Types of Recommender Systems

There are many kinds of recommenders being employed in the industry today. The vital decision, however, is to decide which type suits our needs and what kind of data is available with us. The selection primarily depends on :

  • What we want to identify and,
  • What kind of relationship is specified in our data?

Some of the common approaches used for recommendations include:

Approaches used for Recommendation systems

Let’s have a brief overview of each one of them:

1. Content-Based Filtering

Content-based filtering involves recommending items based on the attributes of the items themselves. Recommendations made by content-based filters use an individual’s historical information to inform choices displayed. Such recommenders look for similarities between the items or products that a person had bought or liked in the past to recommend options in the future. The system recommends items similar to what a user has liked in the past.

The diagram above(source) shows that if a user likes a book in the ‘Literature’ category, it makes sense to recommend books in the same category to the user. Also, recommending books released in the same year and by the same Author would also be a great idea.

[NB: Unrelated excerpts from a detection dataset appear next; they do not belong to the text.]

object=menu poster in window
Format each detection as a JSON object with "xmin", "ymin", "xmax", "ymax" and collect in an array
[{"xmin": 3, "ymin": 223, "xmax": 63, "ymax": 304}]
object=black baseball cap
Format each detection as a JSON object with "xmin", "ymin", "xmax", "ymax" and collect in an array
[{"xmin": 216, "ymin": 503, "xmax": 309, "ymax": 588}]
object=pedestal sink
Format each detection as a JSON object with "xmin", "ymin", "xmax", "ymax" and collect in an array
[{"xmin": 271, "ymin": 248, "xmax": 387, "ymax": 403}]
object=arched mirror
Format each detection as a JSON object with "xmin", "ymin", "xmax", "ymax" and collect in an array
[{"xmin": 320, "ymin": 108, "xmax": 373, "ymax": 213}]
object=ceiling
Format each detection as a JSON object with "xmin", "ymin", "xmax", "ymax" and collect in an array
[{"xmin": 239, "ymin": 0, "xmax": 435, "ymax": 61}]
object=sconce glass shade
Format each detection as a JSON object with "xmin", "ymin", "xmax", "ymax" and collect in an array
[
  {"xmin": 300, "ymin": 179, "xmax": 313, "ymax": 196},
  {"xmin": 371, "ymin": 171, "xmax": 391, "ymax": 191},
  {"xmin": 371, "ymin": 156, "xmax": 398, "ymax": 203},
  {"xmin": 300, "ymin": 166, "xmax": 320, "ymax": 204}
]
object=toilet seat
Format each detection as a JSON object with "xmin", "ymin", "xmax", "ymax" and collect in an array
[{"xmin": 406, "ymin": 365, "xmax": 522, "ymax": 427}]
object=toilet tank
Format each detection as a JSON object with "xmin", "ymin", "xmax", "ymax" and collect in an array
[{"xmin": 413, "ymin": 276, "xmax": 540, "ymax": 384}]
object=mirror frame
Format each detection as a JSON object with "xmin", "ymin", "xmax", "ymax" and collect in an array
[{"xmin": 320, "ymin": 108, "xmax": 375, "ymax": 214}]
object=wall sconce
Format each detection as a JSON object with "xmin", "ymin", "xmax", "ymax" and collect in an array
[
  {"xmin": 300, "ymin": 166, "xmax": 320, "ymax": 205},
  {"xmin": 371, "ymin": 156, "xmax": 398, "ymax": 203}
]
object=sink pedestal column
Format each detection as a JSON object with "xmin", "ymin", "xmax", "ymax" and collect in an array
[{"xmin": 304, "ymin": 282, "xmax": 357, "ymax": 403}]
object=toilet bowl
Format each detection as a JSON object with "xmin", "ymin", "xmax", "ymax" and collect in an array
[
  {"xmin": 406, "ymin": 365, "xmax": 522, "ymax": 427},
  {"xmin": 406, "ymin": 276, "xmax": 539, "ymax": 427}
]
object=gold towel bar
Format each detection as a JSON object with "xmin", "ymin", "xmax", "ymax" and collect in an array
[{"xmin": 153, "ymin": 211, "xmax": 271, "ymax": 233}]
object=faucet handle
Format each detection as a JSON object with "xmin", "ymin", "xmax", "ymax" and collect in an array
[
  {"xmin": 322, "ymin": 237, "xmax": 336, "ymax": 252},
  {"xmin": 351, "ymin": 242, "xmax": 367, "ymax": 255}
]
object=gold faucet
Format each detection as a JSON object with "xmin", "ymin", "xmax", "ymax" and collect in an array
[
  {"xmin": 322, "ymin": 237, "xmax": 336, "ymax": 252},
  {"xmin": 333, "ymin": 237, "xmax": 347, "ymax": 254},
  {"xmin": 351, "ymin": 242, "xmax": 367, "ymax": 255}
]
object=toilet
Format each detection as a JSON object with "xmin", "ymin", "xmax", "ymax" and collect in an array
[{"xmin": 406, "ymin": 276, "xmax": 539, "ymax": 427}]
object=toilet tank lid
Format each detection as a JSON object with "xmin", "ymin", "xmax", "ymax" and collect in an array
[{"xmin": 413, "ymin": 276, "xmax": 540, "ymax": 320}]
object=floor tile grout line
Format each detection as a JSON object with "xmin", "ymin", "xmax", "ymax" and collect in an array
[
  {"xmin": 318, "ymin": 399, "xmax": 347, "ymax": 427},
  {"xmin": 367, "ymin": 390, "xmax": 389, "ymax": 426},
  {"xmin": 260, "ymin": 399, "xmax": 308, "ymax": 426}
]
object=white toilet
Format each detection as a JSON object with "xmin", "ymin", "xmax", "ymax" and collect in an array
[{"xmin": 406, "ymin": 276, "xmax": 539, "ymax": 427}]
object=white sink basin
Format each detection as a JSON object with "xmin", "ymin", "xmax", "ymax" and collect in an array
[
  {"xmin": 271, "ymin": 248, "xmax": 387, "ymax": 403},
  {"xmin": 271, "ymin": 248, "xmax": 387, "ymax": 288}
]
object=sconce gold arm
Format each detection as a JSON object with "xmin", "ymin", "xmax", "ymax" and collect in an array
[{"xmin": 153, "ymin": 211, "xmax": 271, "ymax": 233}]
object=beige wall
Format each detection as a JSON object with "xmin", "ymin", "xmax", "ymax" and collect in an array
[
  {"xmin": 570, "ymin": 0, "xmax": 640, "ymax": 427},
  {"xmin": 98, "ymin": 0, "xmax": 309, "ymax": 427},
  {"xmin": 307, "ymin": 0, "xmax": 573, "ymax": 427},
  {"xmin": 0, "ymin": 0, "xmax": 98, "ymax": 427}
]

2. Collaborative Filtering

Collaborative filtering uses the combined power of ratings provided by many users/customers to present recommendations. Collaborative filtering relies on the user-item interaction and relies on the concept that similar users like similar things, e.g., customers who bought this item also bought this.

3. Hybrid Filtering

Both Content-based and Collaborative approaches have their strengths and weaknesses, and one can end up with a better system by combining many algorithms in what we call a hybrid approach. Hybrid systems leverage both item data and transaction data to give recommendations.

For instance, in the figure below, recommendations are not only based on what people’s reading and searching habits(collaborative systems)but books sharing similar characteristics(content-based) are also recommended.

Creating a Recommender system using Driverless AI

H2O Driverless AI is an artificial intelligence (AI) platform for automatic machine learning. Driverless AI automates some of the most challenging data science and machine learning workflows such as feature engineering, model validation, model tuning, model selection, and model deployment.

Driverless AI(1.7.0 and above) implements a key feature called BYOR, which stands for Bring Your Own Recipes. Recipes are customizations and extensions to the Driverless AI platform. One can create their own recipes, or select from several recipes available in the https://github.com/h2oai/driverlessai-recipes repository. We shall use one of the available recipes to develop a Recommender system with Driverless AI.

Objective

Let’s build a Movie Recommender system. The system has no prior knowledge of the users or the movies but only the interactions that users have with the movies through ratings given by them. The idea is to learn from data and recommend best movies to users, based on self and others’ behavior.

It is important to note here that this is a regression problem. However, where we would want to predict if the user will buy a particular item or not, it will be a classification problem.

Dataset

The dataset belongs to the famous Movielens site. MovieLens helps you find movies you will like. One can rate the movies to build a custom taste profile, and then MovieLens recommends other movies for you to watch.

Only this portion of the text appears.